Le numérique au service de la médiation documentaire
L’objet de la médiation documentaire, c’est avant tout une rencontre. Il s’agit de mettre en œuvre tous les moyens pour faciliter l’appropriation d’un contenu - quel qu’en soit le support - par les publics, notamment les plus jeunes qui ont souvent pris depuis longtemps le tournant du numérique. Il s’agit de de favoriser l’appropriation d’un contenu, d’une information par des moyens adaptés à des pratiques numériques.
De fait, les pratiques culturelles ont pleinement intégré la dimension du numérique. Les évolutions technologiques bouleversent les manières de lire, de voir, d’écouter d’une part et d’autre part renouvellent les rapports sociaux avec la prégnance désormais établie des réseaux sociaux1. Aussi a-t-on vu émerger des qualificatifs aussi différents que les notions de « digital natives»2 , « génération y»3 ou de génération « ATAWAD » (any time, any where, any device) acronyme désignant une population ne se préoccupant pas des supports, du lieu ou du moment de la consultation.

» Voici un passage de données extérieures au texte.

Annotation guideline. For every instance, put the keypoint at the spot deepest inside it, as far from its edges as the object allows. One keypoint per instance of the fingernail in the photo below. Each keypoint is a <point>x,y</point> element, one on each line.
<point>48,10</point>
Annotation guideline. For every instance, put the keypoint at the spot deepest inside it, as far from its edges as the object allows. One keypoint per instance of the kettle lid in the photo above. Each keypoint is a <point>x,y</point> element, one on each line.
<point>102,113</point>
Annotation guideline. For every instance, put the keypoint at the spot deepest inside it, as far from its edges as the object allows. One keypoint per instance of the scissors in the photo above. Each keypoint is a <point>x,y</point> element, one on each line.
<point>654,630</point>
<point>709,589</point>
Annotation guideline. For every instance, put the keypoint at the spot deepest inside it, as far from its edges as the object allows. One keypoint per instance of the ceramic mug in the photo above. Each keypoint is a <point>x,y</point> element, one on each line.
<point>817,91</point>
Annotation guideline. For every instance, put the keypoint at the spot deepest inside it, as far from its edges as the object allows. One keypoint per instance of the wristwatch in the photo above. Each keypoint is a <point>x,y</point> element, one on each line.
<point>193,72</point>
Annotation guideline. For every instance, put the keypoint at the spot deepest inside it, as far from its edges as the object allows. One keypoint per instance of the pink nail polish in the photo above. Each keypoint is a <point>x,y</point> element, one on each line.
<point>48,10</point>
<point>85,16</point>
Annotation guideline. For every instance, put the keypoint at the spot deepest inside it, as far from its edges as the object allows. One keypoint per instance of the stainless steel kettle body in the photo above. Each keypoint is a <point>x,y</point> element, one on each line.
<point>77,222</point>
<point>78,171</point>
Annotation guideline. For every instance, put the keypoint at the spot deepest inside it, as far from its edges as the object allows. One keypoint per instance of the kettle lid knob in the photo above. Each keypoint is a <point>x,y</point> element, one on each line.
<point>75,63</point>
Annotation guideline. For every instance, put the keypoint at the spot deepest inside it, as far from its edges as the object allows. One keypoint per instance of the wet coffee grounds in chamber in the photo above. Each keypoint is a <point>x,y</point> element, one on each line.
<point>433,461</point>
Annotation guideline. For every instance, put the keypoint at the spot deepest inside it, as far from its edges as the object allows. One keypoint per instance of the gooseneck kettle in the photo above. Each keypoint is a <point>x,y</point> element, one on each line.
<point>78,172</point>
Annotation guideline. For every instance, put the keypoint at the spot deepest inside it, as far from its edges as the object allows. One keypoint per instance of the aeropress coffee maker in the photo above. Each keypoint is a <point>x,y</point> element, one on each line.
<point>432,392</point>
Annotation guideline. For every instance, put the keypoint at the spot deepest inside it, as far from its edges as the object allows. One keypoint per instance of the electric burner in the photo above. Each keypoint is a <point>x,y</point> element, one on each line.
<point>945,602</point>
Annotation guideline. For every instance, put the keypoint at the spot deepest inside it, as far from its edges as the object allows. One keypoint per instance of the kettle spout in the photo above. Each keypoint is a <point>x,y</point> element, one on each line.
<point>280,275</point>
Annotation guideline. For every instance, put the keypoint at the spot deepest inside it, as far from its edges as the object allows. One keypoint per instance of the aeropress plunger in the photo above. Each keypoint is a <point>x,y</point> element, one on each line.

Mais reconnaître la prégnance de ces usages ne rend pas plus aisée la mise en œuvre de dispositifs d’accompagnement et de vraies craintes demeurent autour de la mise en place d’outils numériques dans les établissements, notamment en ce qui concerne les capacités d’apprentissage, le développement des enfants, l’agressivité ou les phénomènes d’addiction.
Le fait est qu’un dispositif de médiation doit offrir une réponse adaptée à des usages constatés. Il répond à une intention et s’inscrit dans un projet défini lui-même par la politique documentaire de l’établissement dans une perspective transversale, c'est-à-dire prenant en compte des ressources à la fois physiques et numériques.
Repartant des pratiques mêmes des usagers, la médiation documentaire numérique se construit à la fois physiquement dans la bibliothèque par la mise en œuvre de passerelles renvoyant vers des ressources en ligne, en ligne sur le portail de la bibliothèque en organisant et en facilitant l’accès à une offre documentaire numérique plurielle (vidéo, musicale ou textuelle en ligne, autoformations à distance) ou plus largement sur le web par l’instauration et l’animation d’une présence numérique sur les réseaux sociaux, d’un blog thématique, ou le développement d’applications mobiles spécifiques. Toutes ces propositions numériques rejoignent les usages sur place en un écosystème global où physique et numérique se valorisent l’un l’autre.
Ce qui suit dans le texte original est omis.